Reported CIGAR string is for a suboptimal alignment in some cases.
Opened this issue · 1 comments
macieksk commented
Hi,
The example code here uses an aligner with the following scoring scheme:
Match:2, Mismatch:-1, all_gaps_penalties=1
import ssw_aligner
query='CAGACAATCAGCATGTTTCCGGCAGCGCCGGTAG'
target='TTCCACCATTTGTCCGGACCGGGC'
def get_striped_ed_aligner(query_seq,match_score=2):
return ssw_aligner.StripedSmithWaterman(
query_seq,
gap_open_penalty=1,
gap_extend_penalty=1,
match_score=match_score,
mismatch_score=-1,
suppress_sequences=True,
score_only=False,
score_size=2, ## score is < 255 this should be 0; >255 then 1; 2 don't know
zero_index=True,
mask_length=0, ## Turn off suboptimal
mask_auto=False, ## Turn off suboptimal
)
algn=get_striped_ed_aligner(query,match_score=2)(target)
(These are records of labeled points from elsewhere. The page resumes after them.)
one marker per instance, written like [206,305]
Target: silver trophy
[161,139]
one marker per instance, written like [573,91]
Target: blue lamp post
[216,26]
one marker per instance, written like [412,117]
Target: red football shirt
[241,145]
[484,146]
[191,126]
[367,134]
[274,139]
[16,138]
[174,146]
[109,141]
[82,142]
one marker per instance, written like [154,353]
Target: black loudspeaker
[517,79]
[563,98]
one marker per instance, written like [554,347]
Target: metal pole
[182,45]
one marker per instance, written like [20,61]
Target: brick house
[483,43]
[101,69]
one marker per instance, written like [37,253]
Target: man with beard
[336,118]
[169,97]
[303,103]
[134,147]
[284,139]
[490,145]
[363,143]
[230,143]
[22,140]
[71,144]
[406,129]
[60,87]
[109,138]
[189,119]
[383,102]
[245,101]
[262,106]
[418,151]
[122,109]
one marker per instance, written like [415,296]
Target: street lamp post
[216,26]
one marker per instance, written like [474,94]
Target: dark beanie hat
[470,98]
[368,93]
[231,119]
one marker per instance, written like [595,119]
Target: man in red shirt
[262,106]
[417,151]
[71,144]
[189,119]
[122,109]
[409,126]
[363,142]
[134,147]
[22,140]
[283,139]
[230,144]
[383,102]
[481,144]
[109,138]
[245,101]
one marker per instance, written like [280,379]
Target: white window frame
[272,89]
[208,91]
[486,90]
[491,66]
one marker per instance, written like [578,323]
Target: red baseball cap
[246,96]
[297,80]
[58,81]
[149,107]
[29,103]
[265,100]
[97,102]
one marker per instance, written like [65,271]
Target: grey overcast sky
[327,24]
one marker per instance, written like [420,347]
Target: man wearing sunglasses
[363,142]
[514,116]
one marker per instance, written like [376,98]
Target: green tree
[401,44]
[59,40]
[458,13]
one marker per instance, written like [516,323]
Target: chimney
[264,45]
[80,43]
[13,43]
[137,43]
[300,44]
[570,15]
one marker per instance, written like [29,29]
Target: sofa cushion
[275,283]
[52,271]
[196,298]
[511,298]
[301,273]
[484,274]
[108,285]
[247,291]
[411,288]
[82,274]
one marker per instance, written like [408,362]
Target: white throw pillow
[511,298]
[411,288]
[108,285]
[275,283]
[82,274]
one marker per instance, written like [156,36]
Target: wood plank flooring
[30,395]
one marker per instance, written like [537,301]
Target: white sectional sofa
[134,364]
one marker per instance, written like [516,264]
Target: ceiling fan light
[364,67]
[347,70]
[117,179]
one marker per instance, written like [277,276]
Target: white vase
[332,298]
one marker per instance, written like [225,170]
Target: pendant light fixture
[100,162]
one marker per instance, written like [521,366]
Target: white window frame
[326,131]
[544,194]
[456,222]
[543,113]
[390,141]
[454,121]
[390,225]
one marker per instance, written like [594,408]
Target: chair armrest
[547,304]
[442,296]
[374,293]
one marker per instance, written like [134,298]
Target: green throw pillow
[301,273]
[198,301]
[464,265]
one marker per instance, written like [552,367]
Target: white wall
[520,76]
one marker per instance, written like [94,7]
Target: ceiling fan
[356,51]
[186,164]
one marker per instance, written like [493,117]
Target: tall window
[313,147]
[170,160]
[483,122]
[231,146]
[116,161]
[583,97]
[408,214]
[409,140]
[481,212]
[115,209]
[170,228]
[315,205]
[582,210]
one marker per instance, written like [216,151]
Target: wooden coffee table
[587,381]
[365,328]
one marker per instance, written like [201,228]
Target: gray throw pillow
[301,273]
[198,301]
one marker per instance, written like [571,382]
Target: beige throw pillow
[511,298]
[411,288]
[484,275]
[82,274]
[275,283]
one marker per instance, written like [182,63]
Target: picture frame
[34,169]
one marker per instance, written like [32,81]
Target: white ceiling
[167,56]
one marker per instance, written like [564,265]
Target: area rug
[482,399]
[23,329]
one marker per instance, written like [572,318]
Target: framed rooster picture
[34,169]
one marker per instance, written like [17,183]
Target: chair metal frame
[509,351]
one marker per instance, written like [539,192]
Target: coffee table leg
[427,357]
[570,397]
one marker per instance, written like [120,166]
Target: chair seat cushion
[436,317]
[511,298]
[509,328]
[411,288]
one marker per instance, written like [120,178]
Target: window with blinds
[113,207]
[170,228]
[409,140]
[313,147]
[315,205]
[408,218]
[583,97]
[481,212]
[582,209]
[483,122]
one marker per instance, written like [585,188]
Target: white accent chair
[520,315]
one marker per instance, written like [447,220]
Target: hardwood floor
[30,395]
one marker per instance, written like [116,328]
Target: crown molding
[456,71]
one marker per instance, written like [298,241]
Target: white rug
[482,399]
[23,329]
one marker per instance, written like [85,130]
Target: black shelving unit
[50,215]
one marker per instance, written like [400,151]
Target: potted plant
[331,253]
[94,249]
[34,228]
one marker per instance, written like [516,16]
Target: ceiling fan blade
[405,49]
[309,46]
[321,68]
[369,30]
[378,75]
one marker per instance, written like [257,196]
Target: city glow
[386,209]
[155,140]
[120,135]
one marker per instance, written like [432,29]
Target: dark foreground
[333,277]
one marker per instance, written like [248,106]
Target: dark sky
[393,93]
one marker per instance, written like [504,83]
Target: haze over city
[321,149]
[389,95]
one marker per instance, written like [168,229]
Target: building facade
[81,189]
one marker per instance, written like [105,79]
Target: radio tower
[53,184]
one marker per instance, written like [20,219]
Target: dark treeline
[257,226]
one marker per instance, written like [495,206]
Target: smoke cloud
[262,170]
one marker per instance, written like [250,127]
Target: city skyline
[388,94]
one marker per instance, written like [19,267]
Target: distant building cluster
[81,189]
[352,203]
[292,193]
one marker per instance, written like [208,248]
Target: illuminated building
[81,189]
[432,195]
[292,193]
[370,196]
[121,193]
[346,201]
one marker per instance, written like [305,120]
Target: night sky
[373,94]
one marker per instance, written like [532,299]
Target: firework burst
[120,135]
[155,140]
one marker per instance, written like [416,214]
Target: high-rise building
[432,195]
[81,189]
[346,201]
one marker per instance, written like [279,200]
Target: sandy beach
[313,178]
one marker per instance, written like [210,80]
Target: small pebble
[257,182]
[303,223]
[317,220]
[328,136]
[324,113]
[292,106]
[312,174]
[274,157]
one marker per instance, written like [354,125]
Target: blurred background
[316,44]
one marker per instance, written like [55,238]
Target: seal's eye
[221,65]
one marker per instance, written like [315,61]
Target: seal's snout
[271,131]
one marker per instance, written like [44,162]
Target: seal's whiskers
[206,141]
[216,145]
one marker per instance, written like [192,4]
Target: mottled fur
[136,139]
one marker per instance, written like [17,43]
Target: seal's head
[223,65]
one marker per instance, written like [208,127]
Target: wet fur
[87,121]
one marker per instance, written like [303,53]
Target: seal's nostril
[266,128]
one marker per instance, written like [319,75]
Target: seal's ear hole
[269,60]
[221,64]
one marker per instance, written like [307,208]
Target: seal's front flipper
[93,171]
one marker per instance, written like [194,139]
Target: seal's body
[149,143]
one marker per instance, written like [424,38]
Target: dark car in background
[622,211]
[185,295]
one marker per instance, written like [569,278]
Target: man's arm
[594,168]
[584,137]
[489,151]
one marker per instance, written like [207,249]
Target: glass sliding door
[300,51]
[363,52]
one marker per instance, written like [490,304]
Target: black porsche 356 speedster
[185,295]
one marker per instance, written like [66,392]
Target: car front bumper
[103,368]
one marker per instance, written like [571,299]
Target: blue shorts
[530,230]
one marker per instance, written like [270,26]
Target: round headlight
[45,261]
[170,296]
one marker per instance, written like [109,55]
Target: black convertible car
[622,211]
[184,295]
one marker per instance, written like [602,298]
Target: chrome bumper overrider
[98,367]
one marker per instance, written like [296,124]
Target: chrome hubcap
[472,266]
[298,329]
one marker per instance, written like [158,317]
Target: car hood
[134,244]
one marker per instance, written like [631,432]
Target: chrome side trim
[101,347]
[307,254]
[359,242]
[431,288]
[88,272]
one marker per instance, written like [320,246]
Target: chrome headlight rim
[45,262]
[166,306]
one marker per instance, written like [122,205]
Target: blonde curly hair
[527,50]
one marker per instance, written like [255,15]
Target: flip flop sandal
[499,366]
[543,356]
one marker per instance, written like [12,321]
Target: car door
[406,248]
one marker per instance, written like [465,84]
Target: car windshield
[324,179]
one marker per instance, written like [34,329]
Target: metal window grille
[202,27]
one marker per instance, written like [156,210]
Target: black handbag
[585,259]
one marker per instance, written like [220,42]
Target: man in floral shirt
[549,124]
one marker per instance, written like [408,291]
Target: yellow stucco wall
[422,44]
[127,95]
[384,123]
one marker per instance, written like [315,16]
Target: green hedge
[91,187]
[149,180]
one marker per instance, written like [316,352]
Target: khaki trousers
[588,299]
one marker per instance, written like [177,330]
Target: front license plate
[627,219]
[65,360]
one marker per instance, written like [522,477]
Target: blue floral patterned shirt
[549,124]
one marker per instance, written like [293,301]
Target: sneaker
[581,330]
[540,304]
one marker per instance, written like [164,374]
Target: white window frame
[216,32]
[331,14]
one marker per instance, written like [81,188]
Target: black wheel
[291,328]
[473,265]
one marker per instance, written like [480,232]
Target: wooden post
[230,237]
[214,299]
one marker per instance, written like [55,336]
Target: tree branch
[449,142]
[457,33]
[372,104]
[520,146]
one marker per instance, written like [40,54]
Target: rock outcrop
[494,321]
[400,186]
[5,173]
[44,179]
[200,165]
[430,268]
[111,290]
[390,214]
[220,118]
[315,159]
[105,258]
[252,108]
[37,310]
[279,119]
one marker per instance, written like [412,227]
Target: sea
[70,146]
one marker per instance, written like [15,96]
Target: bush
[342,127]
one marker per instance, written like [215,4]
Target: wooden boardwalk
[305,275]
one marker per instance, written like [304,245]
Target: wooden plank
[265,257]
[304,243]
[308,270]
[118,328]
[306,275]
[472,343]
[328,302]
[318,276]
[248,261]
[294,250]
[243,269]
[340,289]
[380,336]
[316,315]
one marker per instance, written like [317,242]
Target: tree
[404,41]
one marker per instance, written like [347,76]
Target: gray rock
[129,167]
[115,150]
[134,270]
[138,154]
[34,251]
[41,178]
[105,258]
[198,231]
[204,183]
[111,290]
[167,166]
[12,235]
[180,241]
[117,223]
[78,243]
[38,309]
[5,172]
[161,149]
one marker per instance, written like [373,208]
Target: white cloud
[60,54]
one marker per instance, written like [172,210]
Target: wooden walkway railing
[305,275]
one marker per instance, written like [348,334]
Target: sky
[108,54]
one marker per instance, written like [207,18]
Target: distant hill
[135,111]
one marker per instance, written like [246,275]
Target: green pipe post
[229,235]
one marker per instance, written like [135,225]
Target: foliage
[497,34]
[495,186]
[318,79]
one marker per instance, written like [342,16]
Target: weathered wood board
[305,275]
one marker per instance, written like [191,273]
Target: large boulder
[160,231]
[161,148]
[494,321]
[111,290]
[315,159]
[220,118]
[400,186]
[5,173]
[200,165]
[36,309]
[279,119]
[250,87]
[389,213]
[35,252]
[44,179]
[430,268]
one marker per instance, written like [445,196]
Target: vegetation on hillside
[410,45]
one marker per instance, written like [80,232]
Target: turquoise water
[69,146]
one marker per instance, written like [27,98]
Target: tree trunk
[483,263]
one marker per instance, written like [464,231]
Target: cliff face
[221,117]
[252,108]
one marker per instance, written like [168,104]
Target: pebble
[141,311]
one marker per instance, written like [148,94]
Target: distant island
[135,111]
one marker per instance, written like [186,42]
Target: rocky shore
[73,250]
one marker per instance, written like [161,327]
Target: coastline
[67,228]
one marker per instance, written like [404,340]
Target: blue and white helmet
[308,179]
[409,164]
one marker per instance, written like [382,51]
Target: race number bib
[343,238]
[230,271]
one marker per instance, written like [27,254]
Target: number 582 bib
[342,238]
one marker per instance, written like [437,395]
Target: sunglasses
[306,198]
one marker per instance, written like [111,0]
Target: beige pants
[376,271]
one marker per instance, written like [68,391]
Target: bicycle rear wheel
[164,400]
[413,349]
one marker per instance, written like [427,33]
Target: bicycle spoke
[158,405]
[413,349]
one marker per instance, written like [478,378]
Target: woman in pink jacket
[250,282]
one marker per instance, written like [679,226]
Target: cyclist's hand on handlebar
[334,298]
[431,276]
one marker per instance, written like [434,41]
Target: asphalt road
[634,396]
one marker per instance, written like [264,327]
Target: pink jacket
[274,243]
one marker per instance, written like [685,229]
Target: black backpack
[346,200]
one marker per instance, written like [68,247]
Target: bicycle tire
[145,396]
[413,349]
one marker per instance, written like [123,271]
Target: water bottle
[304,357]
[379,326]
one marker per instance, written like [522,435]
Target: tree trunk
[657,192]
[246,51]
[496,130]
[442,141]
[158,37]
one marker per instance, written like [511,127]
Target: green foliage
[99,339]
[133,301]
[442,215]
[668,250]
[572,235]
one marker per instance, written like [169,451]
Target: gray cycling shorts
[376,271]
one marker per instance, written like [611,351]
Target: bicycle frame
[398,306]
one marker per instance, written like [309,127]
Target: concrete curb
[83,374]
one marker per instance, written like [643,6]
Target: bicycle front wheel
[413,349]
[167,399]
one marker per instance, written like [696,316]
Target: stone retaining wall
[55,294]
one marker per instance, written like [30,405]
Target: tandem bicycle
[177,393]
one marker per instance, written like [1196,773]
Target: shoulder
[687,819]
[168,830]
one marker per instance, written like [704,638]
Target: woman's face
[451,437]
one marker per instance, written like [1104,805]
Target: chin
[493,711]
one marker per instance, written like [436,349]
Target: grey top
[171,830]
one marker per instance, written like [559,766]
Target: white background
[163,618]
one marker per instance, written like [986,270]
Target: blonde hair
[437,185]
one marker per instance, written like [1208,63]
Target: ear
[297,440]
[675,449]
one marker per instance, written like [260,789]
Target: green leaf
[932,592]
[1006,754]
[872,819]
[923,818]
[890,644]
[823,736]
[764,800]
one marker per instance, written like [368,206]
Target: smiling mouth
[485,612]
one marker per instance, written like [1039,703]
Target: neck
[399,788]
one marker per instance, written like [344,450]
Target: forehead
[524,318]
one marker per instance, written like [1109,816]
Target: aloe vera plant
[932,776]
cigcnt=defaultdict(lambda:0)
def add_tl(d,t,l): d[t]+=l; return
[add_tl(cigcnt,t,l) for l, t in algn._tuples_from_cigar()]
print(cigcnt)
print(algn.__repr__())
This results with CIGAR counts and the alignment stats:
defaultdict(<function <lambda> at 0x7f35c0ec2048>, {'M': 19, 'I': 5, 'D': 1})
{
'optimal_alignment_score': 28,
'suboptimal_alignment_score': 0,
'query_begin': 7,
'query_end': 30,
'target_begin': 1,
'target_end_optimal': 21,
'target_end_suboptimal': -1,
'cigar': '7M1I2M1D5M1I1M3I4M',
'query_sequence': '',
'target_sequence': ''
}
The issue here is that the CIGAR string returned in the alignment above is for a suboptimal alignment of score 26, see the computations below:
#CAGACAA |TCAGCATGTT TCCGG CAGCGCCGG| TAG
# T |TCCACAT TTGTCCGG A CCGG| GC
# 'cigar': '7M 1I2M1D 5M1I1M 3I 4M',
# M=5+2+2+5+1+4=19 Mismatch=2 Match=17 I=5 D=1
# score=2*17-2-5-1=26
print(2*17-2-5-1)
26
The optimal alignment with the reported score has a different CIGAR string, see below.
#CAGACAA |TC AG CATGTT TCCGGCAGCGCCGG| TAG
# T |TC CA CAT TTG TCCGG A CCGG| GC
# 'cigar':'2M1D1M1I3M1I2M1D 5M1I1M3I 4M',
# M=18 Mismatch=0 I=6 D=2
# score=2*18-6-2=28
print(2*18-6-2)
28
Is it possible to fix it such that the reported CIGAR string is always for an optimal alignment?
macieksk commented
Possibly solved in scikit-bio/scikit-bio#1679 ... though seems not quite from tests.